Claude K. arpente la zone, tête nue, à visage découvert, porteur d’un Gwen ha du, le drapeau de la Bretagne. / Pierre Bouvier / Le Monde

La ZAD (« zone à défendre ») de Notre-Dame-des-Landes (Loire-Atlantique) a vécu, jeudi 12 avril, une journée schizophrénique. Après quatre jours d’expulsions, d’affrontements et la destruction de vingt-neuf installations, Nicole Klein, la préfète des Pays-de-la-Loire, annonçait à Ouest-France la fin des opérations sur le site du projet abandonné d’aéroport et la reprise des négociations.

L’annonce formelle et officielle devrait avoir lieu vendredi 13 avril à Nantes. Le cabinet de la préfète précisait dans l’après-midi : « Les gendarmes restent sur site pour sécuriser les voies d’accès, dont la RD 281, et le déblaiement des squats expulsés. »

La préfète ne fait que reprendre peu ou prou les mots du président de la République, lors de son entretien au journal de 13 heures de TF1 : « L’opération est arrivée à un point où tout ce qui était évacuable a été évacué. Il y aura maintenant dans les prochains jours un travail sous l’autorité de la préfète qui consiste à permettre aux projets agricoles légaux organisés de se faire », a déclaré Emmanuel Macron.

Les propos d’Emmanuel Macron lancés aux gendarmes

Des propos qui ont été renvoyés aux gendarmes mobiles disposés le long de la D281, face aux manifestants rassemblés sur le lieu appelé les Vraies Rouges, survolé par un drone et un hélicoptère de la gendarmerie. Pour beaucoup, la journée de jeudi a été plus calme que celle de la veille : « Mercredi, ils ont cassé, jeudi, ils ont déblayé », relève un manifestant cagoulé. Quand un convoi de pelleteuse passe sur la D281, il est copieusement hué, ses chauffeurs traités de « collabos ».

Pourtant, le face à face a duré toute la journée, ponctué par des tirs de grenades lacrymogènes, mais pas seulement. Pendant les périodes de calme, les manifestants haranguent les gendarmes disposés en ligne dans le champ et surtout, ramassent les étuis de grenades, reprochant aux forces de l’ordre de polluer le site et de gaspiller l’argent du contribuable.

Les étuis sont entassés quelques dizaines de mètres en arrière, près des Fosses Noires, par « Maquis », 70 ans, qui évalue à 322 000 euros le coût des grenades lancées depuis le début de la semaine.

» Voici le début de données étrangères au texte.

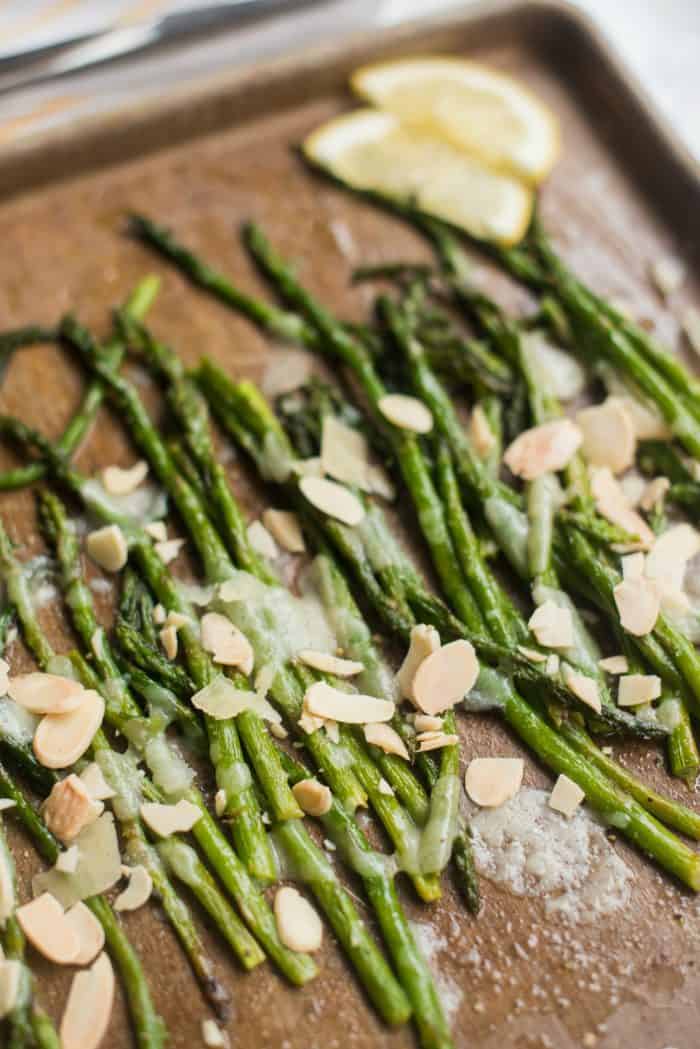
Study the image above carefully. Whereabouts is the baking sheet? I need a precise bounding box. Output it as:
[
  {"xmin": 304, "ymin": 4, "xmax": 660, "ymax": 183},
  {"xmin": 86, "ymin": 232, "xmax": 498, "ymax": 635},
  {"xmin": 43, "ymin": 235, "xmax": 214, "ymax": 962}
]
[{"xmin": 0, "ymin": 4, "xmax": 700, "ymax": 1049}]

Mais pas question d’approcher des gendarmes pour ramasser celles qui traînent à leurs pieds : ils se braquent lorsque les manifestants approchent à moins de 10 mètres.

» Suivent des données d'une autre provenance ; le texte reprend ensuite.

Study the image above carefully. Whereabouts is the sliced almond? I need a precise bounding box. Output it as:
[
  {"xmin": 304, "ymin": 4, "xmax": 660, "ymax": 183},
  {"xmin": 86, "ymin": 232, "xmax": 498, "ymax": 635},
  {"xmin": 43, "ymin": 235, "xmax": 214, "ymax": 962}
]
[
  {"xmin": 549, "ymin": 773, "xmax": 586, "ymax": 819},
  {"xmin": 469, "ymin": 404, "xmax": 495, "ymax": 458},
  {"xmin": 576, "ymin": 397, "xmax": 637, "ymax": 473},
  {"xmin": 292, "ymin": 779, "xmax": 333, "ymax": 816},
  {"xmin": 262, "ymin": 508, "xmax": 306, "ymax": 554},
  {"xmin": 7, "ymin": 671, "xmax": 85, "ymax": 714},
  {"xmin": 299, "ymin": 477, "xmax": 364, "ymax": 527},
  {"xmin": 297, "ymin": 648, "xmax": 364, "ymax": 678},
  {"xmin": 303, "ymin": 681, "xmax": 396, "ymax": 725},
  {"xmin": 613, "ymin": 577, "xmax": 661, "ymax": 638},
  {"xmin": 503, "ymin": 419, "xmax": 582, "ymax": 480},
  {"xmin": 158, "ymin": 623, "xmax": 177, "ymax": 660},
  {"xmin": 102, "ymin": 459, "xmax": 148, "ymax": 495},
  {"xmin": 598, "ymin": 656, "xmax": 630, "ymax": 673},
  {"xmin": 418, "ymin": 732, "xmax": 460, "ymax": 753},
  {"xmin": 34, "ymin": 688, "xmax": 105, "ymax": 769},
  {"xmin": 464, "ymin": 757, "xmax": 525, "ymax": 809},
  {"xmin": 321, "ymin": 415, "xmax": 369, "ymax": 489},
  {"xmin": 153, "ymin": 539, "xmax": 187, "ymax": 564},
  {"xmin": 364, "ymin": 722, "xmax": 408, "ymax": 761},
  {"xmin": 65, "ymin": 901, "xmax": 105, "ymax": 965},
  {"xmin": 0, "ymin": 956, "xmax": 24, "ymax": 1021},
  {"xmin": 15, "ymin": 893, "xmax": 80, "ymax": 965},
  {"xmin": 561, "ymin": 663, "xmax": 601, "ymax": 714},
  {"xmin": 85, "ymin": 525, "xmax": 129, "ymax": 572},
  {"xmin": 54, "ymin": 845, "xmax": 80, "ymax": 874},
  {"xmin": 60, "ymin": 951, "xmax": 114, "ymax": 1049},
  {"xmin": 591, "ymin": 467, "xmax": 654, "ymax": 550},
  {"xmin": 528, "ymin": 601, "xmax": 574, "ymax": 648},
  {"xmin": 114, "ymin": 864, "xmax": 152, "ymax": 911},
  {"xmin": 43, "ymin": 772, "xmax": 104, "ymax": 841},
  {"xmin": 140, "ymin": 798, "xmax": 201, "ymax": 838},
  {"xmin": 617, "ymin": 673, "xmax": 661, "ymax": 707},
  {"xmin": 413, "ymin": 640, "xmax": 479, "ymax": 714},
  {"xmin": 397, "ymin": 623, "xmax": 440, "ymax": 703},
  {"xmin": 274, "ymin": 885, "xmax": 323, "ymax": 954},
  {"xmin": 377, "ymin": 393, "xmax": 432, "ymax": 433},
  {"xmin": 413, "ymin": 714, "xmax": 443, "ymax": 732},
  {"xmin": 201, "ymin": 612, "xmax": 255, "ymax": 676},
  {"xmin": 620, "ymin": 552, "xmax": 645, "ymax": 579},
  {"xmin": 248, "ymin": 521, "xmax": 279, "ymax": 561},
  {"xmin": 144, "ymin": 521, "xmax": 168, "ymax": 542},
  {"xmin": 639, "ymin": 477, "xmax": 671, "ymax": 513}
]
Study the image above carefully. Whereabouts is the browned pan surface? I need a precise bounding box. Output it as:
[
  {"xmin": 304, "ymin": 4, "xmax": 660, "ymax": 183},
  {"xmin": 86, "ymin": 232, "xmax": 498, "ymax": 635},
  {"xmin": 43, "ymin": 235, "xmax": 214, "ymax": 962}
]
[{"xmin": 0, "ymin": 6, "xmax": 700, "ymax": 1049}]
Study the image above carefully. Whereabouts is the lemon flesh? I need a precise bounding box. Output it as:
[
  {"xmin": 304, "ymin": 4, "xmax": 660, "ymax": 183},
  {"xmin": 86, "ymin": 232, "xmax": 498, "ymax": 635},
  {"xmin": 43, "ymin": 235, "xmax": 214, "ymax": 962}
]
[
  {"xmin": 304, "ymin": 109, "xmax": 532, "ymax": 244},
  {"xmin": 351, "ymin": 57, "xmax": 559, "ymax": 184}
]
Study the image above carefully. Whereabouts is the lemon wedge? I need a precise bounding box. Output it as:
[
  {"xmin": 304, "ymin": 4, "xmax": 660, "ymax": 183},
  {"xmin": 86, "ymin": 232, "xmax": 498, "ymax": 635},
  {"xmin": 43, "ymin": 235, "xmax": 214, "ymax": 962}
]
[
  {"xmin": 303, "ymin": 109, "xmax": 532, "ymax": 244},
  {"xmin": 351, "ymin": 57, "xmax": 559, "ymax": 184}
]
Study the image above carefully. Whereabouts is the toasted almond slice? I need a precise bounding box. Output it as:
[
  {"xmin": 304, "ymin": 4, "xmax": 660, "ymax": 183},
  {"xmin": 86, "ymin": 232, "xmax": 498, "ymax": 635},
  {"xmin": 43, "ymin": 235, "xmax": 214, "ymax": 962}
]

Soutiens venus hors de la ZAD

Dans la matinée, les zadistes, ont été rejoints par d’autres manifestants, comme Jean-Claude K., 56 ans, officier de port à Saint-Nazaire. Il arpente la zone, tête nue, à visage découvert, porteur d’un Gwen ha du, le drapeau de la Bretagne.

« Je suis là parce que je suis choqué par la façon dont ça se passe depuis le début de la semaine. Cela pouvait se régler en quelques semaines, quelques mois. Le président Macron, il a dit qu’il allait faire autrement, mais là, on voit bien que rien n’a changé. Le discours sur les droits de l’homme, le vivre ensemble, c’est du baratin. »

Un groupe d’agriculteurs membres de Copains 44, un collectif de paysans contre l’aéroport, est arrivé avec 50 tracteurs pour protéger les zones de vie et de production. Mais vers 15 h 30, ils s’en retournent chez eux, à pied : « On doit aller chercher nos enfants à l’école. »

Le calme n’est qu’apparent : les plus têtes brûlées se réjouissaient en début d’après-midi de l’embuscade dans laquelle étaient tombés des gendarmes en milieu de journée. Selon le colonel Karine Lejeune, porte-parole de la Gendarmerie nationale, lors d’un affrontement, dix militaires ont été blessés, dont cinq touchés par de l’acide aux jambes et un blessé par de multiples éclats d’un engin explosif. Cinq d’entre-eux ont été évacués vers l’hôpital de Nantes.

Au bilan de la gendarmerie, les zadistes opposent le leur, partiel, établi par l’équipe médicale, faisant état de sept blessés, la plupart par les éclats des grenades.